Tuesday, April 26, 2011

Uncle Sam's Catch-22

As perplexing as this may sound, keep in mind that Puerto Rico's unemployment rate is over 16%, the local government is contemplating a guest-worker program to bring in people from nearby Haiti and the Dominican Republican to harvest coffee. Picking coffee beans isn't rocket science, but it seems like very few people want to roll up their sleeves and labor under the sun. Many attribute this kind of mentality to the culture in which Uncle Sam has helped create, one in which people would rather live on government assistance (on the island, it's colloquially known as "cupones") than earn a paycheck. An estimated six out of ten families are beneficiaries of the Nutrition Assistance for Puerto Rico (PAN) program, and less than half of the people on the island work. Officially, the labor participation rate hovers at around 40%. However, for those of you who live on the island, you're probably aware of the existence of a sizeable underground economy.

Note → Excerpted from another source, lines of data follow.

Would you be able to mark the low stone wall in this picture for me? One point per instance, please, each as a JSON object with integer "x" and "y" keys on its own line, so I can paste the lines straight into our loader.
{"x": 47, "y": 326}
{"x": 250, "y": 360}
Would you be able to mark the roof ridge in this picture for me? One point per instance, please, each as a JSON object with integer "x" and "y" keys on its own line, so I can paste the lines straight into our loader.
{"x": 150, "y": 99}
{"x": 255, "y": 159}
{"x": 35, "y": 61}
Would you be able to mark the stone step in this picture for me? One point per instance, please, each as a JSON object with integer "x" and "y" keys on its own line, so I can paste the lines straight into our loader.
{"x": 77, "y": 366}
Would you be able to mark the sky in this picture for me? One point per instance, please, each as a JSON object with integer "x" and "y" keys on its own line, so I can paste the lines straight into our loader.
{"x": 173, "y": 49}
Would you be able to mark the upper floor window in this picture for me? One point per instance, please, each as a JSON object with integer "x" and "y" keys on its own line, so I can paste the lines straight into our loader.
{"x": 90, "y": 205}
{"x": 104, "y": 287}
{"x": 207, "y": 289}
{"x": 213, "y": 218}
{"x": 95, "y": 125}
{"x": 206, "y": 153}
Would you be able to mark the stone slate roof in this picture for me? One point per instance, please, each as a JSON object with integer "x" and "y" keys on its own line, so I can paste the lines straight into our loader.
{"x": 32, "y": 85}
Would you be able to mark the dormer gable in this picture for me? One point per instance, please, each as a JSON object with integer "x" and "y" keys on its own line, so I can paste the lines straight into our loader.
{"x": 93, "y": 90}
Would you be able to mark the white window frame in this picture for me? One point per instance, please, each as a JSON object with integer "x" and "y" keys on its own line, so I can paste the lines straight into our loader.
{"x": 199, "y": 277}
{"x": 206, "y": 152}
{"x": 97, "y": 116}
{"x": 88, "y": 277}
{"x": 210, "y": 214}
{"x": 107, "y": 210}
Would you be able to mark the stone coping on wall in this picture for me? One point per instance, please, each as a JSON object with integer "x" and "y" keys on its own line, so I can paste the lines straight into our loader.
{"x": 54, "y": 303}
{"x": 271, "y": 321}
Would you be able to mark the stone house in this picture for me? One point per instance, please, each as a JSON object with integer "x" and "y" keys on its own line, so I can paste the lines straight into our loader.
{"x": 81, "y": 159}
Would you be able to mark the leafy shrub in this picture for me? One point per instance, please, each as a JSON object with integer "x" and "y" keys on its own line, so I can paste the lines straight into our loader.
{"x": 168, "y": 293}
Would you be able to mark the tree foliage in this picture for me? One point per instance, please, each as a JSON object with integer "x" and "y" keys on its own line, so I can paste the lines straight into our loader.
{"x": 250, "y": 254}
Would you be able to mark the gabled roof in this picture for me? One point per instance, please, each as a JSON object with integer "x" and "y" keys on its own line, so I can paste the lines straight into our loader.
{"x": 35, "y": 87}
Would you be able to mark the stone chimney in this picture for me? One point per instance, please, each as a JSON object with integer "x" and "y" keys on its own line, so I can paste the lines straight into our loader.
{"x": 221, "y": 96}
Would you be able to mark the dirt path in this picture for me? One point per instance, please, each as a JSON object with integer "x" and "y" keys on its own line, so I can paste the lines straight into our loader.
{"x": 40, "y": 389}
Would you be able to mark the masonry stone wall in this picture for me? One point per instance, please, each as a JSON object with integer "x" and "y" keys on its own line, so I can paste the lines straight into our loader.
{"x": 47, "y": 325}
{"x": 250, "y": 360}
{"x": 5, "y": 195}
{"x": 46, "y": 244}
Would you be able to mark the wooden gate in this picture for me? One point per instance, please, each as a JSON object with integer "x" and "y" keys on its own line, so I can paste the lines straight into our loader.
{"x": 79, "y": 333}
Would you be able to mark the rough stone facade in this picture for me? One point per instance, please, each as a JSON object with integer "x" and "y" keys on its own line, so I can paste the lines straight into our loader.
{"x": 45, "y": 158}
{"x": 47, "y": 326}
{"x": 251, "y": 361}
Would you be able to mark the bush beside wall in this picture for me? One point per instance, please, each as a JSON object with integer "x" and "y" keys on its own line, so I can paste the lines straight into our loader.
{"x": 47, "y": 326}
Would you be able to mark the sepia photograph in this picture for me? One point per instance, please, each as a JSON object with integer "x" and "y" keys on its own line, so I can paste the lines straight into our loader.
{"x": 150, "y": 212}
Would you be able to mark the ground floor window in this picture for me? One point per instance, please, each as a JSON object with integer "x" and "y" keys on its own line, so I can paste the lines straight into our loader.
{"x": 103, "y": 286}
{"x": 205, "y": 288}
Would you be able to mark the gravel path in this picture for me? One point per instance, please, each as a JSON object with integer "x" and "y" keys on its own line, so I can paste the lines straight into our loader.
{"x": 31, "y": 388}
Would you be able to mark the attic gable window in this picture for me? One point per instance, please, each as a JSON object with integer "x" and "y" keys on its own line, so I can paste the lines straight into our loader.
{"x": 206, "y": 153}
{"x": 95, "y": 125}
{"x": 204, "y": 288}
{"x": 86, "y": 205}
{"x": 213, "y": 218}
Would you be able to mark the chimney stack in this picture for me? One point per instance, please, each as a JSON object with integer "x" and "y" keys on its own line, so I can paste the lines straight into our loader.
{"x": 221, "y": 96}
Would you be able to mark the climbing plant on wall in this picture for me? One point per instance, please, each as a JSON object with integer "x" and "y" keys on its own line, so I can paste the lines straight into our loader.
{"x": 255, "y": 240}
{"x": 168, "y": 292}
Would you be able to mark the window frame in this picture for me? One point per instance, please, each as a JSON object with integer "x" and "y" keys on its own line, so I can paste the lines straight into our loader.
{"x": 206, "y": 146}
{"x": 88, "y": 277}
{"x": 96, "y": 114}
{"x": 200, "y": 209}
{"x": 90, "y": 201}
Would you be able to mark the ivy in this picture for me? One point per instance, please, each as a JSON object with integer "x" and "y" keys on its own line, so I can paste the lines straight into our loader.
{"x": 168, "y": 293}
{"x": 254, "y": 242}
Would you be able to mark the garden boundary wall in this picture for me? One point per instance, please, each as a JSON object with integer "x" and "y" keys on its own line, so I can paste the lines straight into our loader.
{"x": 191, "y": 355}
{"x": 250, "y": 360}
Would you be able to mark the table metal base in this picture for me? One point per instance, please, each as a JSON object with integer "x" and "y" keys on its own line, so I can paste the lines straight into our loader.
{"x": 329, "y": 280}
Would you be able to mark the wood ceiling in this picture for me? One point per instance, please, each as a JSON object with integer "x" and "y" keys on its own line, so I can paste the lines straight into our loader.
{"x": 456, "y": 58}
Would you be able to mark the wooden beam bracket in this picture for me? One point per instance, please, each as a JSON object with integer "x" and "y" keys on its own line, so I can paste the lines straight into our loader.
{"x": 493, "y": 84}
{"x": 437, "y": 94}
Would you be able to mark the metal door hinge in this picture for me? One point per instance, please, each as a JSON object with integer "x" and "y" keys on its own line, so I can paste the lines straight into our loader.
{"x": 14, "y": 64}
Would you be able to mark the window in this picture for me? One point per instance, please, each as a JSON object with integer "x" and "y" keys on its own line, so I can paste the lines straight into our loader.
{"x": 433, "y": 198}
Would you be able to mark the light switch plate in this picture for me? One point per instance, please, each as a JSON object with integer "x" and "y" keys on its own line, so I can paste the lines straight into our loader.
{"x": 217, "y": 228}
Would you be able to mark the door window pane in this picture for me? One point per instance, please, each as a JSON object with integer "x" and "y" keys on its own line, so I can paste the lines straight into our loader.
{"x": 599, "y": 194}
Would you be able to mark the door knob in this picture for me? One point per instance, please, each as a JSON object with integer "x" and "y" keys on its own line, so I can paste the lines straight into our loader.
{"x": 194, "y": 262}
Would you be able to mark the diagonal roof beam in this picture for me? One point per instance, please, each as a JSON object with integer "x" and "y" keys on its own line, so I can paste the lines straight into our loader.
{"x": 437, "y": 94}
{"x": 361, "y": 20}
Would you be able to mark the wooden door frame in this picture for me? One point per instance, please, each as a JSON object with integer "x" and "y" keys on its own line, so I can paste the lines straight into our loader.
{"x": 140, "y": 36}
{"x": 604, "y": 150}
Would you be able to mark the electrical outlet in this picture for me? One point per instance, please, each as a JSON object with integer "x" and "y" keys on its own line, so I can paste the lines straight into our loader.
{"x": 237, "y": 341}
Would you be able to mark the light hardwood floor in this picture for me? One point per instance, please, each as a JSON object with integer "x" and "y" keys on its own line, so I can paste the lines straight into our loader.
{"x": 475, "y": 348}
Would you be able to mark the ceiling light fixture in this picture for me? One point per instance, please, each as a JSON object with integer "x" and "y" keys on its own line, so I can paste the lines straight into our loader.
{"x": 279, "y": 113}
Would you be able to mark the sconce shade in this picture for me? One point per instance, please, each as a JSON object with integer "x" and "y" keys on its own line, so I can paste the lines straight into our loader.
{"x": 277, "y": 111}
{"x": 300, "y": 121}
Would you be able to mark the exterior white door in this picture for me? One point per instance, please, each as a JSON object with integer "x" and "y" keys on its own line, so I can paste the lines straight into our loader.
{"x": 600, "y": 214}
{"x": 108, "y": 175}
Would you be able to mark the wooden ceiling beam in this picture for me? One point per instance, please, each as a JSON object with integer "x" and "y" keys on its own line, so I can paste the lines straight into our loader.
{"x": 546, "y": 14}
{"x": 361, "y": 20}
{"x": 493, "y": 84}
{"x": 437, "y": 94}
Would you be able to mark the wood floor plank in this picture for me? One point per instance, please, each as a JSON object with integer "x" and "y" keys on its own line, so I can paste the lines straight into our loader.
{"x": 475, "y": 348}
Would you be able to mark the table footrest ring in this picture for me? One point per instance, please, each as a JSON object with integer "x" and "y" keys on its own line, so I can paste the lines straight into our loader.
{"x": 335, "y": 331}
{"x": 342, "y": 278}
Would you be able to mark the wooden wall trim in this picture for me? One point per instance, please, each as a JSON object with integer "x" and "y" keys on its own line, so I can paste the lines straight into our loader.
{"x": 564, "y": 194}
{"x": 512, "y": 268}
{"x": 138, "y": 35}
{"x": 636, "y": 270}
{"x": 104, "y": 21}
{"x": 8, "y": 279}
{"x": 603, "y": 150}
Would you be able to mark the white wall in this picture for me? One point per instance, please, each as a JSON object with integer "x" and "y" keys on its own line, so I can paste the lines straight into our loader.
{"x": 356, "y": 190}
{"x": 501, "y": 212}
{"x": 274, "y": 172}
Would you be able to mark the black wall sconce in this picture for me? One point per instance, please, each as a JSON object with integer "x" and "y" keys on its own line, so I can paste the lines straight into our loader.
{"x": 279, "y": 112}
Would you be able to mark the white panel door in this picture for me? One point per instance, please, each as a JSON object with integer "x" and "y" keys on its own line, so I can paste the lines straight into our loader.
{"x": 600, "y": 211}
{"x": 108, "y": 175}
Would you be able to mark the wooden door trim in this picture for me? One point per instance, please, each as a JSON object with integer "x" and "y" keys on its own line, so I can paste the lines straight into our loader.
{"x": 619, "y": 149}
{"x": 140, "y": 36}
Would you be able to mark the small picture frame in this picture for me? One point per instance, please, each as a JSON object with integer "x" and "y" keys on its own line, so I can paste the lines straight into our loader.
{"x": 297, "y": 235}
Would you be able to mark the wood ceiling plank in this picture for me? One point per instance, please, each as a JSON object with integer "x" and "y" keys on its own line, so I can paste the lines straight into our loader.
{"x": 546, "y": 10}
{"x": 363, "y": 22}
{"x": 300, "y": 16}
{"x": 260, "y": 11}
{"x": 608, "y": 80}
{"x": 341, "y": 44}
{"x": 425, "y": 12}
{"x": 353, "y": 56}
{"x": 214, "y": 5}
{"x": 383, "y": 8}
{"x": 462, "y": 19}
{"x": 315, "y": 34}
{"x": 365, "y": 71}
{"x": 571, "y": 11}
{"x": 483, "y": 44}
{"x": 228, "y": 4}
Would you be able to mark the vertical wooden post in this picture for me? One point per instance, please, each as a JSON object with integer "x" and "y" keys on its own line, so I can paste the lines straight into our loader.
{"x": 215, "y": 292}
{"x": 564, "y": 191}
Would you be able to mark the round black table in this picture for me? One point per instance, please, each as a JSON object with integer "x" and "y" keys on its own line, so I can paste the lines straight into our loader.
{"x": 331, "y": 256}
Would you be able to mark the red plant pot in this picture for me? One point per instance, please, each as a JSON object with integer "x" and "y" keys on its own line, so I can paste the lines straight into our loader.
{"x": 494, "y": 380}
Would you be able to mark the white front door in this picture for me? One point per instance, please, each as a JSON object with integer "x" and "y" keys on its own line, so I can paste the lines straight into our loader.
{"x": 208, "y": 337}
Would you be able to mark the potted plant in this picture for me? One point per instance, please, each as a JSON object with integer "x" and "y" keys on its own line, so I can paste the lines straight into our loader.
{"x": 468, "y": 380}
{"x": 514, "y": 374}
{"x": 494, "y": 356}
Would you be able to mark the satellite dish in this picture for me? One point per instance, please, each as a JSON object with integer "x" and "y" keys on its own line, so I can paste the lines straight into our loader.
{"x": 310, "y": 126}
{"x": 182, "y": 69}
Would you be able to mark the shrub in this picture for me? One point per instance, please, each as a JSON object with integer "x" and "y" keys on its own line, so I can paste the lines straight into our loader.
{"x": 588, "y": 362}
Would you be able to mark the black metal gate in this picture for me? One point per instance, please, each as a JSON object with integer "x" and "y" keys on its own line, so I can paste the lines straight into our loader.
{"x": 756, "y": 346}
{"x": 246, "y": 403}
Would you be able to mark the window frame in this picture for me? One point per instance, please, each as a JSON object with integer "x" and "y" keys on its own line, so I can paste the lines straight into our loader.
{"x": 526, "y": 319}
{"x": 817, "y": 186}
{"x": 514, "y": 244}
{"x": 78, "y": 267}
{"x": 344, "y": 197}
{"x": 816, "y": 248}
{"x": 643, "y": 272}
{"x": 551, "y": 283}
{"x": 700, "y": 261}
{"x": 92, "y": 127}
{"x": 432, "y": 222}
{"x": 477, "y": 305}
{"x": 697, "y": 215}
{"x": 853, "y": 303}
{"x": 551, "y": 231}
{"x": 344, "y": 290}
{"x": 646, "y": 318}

Nevertheless, in some of the most impoverished towns on the island, such as Comerío, the unemployment rate is at a whopping 22.8% and 60% of the residents are recipients of PAN. While some criticize such entitlement programs in creating more harm than good, others believe it has helped improved the lives of many low-income families. According to the 2006 U.S Census, 45.6% of the island's population lived below the poverty level. This statistic is quite mind-boggling, especially while taking a stroll at Plaza Las Américas and seeing all those luxury cars on the street.

While the 2011 federal budget calls for cuts in some programs designed to help the neediest, it will not affect PAN, which Puerto Rico expects to receive $2 billion this year. The Times Magazine columnist Fareed Zakaria, who is also host of CNN's Global Public Square, was invited to the island by the Center for the New Economy to talk about his perspective on the island's economy. During his speech, he spoke for Puerto Rico's desperate need to abandon the "politics of dependence" on federal funds. The island must begin the process of transformation and focus on creating wealth, and stop looking towards the U.S federal government as a "money machine," said Zakaria. Furthermore, Puerto Ricans must not wait for politicians to begin this transformation. Indeed, nobody could have said it better.